Si 2009 a été une année de vaches maigres pour les cadres, 2010 ne s’annonce pas sous de meilleurs auspices. Telle est la conclusion de l’enquête de la Cegos sur la rémunération des cadres qui table sur une hausse moyenne de 2,4 % l'an prochain. Pire : un quart des entreprises prévoient de diminuer leur masse salariale.

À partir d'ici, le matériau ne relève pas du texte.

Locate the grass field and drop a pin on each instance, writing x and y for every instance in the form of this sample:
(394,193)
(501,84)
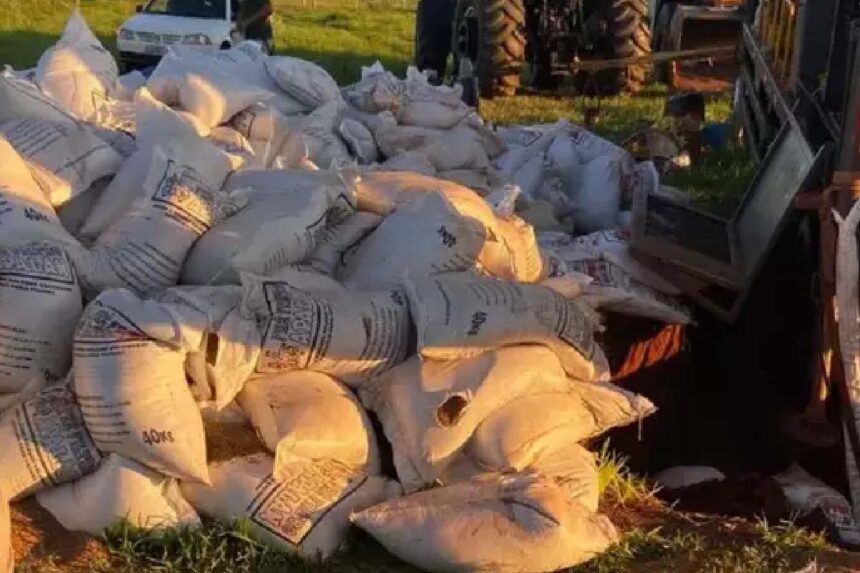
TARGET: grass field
(341,36)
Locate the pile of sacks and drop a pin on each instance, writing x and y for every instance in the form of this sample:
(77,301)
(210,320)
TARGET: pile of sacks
(218,246)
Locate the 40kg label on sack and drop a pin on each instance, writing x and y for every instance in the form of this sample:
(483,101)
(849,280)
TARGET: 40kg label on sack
(291,508)
(348,334)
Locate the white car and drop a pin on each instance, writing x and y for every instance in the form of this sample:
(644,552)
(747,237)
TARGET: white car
(159,24)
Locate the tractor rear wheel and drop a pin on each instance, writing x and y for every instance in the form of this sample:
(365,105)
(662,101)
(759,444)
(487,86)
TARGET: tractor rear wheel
(627,35)
(492,34)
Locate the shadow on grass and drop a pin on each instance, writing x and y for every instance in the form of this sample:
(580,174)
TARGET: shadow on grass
(345,67)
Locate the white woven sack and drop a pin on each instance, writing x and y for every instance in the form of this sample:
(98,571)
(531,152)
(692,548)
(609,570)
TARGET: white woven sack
(25,213)
(77,71)
(430,409)
(182,199)
(513,435)
(286,215)
(460,315)
(307,513)
(359,139)
(305,416)
(337,239)
(121,490)
(424,237)
(612,245)
(40,303)
(44,443)
(319,132)
(227,355)
(303,80)
(156,122)
(520,523)
(213,98)
(129,370)
(74,154)
(351,335)
(21,98)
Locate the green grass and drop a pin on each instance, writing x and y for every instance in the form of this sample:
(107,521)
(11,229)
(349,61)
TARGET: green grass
(617,482)
(342,36)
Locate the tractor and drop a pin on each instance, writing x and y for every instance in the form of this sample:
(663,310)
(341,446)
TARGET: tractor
(546,38)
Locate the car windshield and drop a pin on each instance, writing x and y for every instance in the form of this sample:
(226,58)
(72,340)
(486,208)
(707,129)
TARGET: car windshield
(189,8)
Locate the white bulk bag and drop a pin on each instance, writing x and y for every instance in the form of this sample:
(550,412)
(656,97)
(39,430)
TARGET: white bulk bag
(124,189)
(7,557)
(120,490)
(40,303)
(285,217)
(382,192)
(213,98)
(459,315)
(455,151)
(72,153)
(611,245)
(337,239)
(359,140)
(182,199)
(319,132)
(424,237)
(590,146)
(598,200)
(73,214)
(303,80)
(20,98)
(307,513)
(127,85)
(479,180)
(613,289)
(509,249)
(530,177)
(570,466)
(272,135)
(533,144)
(430,409)
(351,335)
(25,212)
(554,192)
(519,523)
(156,122)
(423,110)
(234,143)
(411,162)
(514,435)
(77,71)
(245,62)
(44,442)
(226,358)
(306,416)
(228,350)
(129,357)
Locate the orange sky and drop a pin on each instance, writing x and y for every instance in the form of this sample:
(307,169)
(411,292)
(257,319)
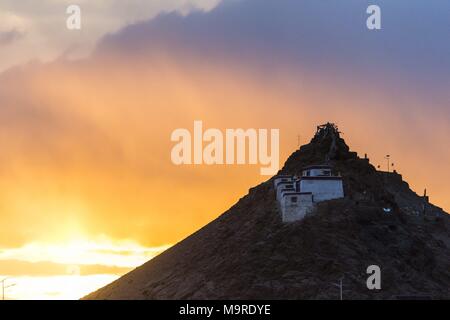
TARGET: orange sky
(87,187)
(87,149)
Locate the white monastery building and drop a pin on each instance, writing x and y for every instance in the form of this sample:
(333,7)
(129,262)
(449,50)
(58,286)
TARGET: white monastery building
(297,196)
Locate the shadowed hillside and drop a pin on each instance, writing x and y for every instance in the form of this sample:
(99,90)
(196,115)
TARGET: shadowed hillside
(248,253)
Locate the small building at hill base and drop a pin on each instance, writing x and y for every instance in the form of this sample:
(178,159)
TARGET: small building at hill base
(297,196)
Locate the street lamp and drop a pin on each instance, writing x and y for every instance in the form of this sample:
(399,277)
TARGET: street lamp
(388,158)
(339,285)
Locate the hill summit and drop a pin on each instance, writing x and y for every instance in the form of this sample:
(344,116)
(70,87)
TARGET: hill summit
(249,253)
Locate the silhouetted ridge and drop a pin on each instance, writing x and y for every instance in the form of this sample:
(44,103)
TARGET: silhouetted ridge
(249,253)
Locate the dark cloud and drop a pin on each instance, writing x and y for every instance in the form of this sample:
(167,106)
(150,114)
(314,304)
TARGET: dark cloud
(413,40)
(8,37)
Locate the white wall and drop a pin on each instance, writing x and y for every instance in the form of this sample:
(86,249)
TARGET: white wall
(323,189)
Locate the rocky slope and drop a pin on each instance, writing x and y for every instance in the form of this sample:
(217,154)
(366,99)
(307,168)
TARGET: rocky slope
(248,253)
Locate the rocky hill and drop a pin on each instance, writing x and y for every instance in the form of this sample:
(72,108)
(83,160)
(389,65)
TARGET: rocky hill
(248,253)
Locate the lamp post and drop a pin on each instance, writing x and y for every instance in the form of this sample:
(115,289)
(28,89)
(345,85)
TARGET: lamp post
(339,285)
(388,158)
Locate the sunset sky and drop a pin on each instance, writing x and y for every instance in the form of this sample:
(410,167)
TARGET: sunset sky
(87,187)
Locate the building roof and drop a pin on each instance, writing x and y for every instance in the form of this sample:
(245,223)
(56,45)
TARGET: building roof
(317,166)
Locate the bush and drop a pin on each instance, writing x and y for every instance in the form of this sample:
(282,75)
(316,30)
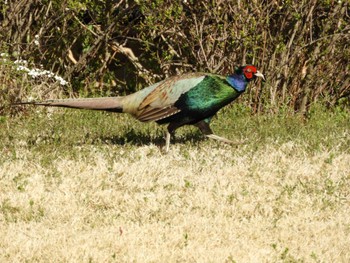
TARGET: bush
(108,47)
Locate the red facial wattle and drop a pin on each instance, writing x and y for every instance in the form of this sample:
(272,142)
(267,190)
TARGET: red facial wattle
(249,72)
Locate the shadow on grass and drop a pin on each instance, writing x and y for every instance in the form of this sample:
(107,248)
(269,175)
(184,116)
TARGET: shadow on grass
(139,138)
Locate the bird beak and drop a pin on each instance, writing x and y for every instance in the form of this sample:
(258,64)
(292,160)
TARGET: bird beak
(259,74)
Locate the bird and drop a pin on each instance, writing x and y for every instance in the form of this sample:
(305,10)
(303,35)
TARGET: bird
(187,99)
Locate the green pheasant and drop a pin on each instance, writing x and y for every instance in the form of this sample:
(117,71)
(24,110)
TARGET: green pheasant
(192,98)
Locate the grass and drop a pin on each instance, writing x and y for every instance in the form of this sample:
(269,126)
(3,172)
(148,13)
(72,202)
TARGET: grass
(80,186)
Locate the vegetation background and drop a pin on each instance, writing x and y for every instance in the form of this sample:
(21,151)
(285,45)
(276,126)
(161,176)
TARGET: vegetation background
(80,186)
(116,47)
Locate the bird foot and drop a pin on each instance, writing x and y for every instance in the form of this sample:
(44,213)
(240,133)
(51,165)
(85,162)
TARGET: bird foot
(222,139)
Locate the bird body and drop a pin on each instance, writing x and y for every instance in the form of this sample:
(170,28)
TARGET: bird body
(192,98)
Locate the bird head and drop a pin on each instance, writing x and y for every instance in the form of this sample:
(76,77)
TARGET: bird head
(250,72)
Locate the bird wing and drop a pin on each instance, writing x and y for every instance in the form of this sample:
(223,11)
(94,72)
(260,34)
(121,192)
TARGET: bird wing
(159,103)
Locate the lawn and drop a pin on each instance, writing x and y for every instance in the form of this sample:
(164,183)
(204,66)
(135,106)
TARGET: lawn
(83,186)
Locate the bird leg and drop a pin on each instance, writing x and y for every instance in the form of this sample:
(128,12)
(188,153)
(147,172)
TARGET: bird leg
(206,130)
(170,131)
(167,141)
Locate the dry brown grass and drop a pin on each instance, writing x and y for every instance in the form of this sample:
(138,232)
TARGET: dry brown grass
(211,203)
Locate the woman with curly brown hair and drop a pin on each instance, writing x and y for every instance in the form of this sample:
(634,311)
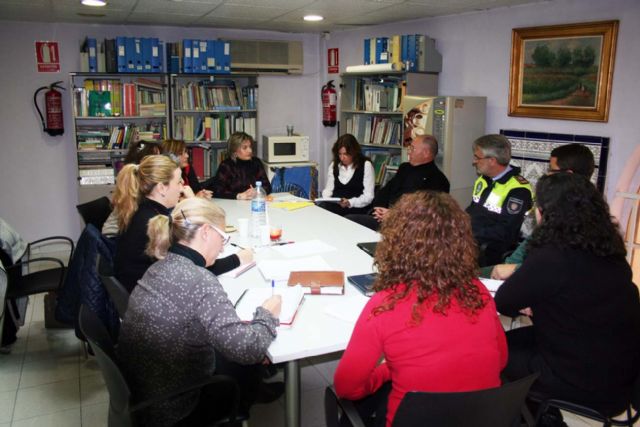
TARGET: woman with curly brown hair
(586,310)
(432,322)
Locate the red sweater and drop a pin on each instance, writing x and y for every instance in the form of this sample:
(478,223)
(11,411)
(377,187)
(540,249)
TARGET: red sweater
(441,354)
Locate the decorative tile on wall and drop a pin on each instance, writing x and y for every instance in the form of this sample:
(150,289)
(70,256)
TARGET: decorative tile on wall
(531,151)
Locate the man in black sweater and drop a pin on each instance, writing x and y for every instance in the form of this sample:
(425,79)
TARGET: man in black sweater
(419,173)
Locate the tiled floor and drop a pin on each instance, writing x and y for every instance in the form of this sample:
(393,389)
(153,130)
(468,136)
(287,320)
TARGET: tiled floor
(46,381)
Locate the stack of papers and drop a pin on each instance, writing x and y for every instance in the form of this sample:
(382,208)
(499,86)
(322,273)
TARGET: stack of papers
(291,206)
(279,270)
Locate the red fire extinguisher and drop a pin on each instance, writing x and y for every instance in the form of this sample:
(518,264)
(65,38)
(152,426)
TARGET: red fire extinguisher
(53,108)
(329,104)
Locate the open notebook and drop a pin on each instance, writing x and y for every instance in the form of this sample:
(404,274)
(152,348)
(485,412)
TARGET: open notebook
(252,298)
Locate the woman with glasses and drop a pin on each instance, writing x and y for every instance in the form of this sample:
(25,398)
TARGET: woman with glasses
(143,191)
(180,328)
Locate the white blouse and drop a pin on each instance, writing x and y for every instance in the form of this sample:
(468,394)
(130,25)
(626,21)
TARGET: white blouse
(345,173)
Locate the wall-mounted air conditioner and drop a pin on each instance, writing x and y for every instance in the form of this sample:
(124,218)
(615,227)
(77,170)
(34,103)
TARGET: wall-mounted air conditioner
(266,56)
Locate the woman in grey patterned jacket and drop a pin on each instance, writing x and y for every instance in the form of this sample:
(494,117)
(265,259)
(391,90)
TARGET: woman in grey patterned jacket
(180,327)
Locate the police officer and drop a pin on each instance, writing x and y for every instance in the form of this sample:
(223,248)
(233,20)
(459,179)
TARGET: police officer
(500,199)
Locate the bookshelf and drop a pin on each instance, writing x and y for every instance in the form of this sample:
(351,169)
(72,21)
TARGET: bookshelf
(111,111)
(371,110)
(206,109)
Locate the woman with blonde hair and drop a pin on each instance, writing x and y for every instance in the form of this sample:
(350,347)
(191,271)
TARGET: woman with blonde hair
(237,175)
(143,191)
(431,322)
(180,328)
(177,150)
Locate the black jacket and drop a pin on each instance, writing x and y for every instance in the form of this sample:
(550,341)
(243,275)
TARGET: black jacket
(410,179)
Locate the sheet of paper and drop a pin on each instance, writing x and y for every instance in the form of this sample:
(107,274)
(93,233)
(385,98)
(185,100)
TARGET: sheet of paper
(492,284)
(347,308)
(301,249)
(279,269)
(291,206)
(328,199)
(254,297)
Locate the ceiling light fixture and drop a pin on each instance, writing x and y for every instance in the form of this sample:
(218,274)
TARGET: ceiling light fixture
(94,2)
(313,18)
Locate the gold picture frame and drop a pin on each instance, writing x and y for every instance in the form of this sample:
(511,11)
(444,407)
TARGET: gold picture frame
(563,71)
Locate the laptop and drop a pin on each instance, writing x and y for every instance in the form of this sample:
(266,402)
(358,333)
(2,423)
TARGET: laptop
(368,247)
(363,282)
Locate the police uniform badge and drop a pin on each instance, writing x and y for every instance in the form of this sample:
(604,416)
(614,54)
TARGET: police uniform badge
(514,205)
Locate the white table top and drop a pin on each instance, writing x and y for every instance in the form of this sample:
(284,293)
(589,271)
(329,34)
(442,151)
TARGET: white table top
(314,331)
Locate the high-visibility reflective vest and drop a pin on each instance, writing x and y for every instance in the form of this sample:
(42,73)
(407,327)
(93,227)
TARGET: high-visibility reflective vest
(495,200)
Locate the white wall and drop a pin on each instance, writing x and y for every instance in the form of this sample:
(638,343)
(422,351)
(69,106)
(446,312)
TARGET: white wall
(38,173)
(476,50)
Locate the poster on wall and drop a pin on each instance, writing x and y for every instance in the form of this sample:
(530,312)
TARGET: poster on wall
(333,61)
(47,57)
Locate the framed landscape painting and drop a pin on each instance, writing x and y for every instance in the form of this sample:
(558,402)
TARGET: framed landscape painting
(563,71)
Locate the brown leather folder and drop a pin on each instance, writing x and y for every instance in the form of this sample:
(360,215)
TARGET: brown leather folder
(319,282)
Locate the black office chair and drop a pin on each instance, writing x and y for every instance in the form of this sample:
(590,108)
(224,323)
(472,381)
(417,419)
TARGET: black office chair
(631,415)
(95,212)
(117,292)
(494,407)
(123,404)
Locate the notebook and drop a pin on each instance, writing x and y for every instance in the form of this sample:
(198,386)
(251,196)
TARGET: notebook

On s’en doutait, et l’enquête (1) de l’Observatoire Cegos sur la rémunération des cadres le confirme : 2009 n’a pas été un bon cru pour les salaires des cadres. Seulement 2,5 % d’augmentation sur l’année, contre 3,6 % en 2008. Fait marquant : plus du tiers (37 %) des cadres n’ont reçu aucune augmentation cette année. Les entreprises privilégient de fait les augmentations individuelles hypersélectives, « qui pourraient devenir une variable d’ajustement en cas de crise durable », note Michel Fourmy, Manager du pôle RH à la Cegos. Concernant les salaires à l’embauche, les plus touchés restent les jeunes diplômés, (+2,3 %), tandis que les cadres expérimentés tirent mieux leur épingle du jeu.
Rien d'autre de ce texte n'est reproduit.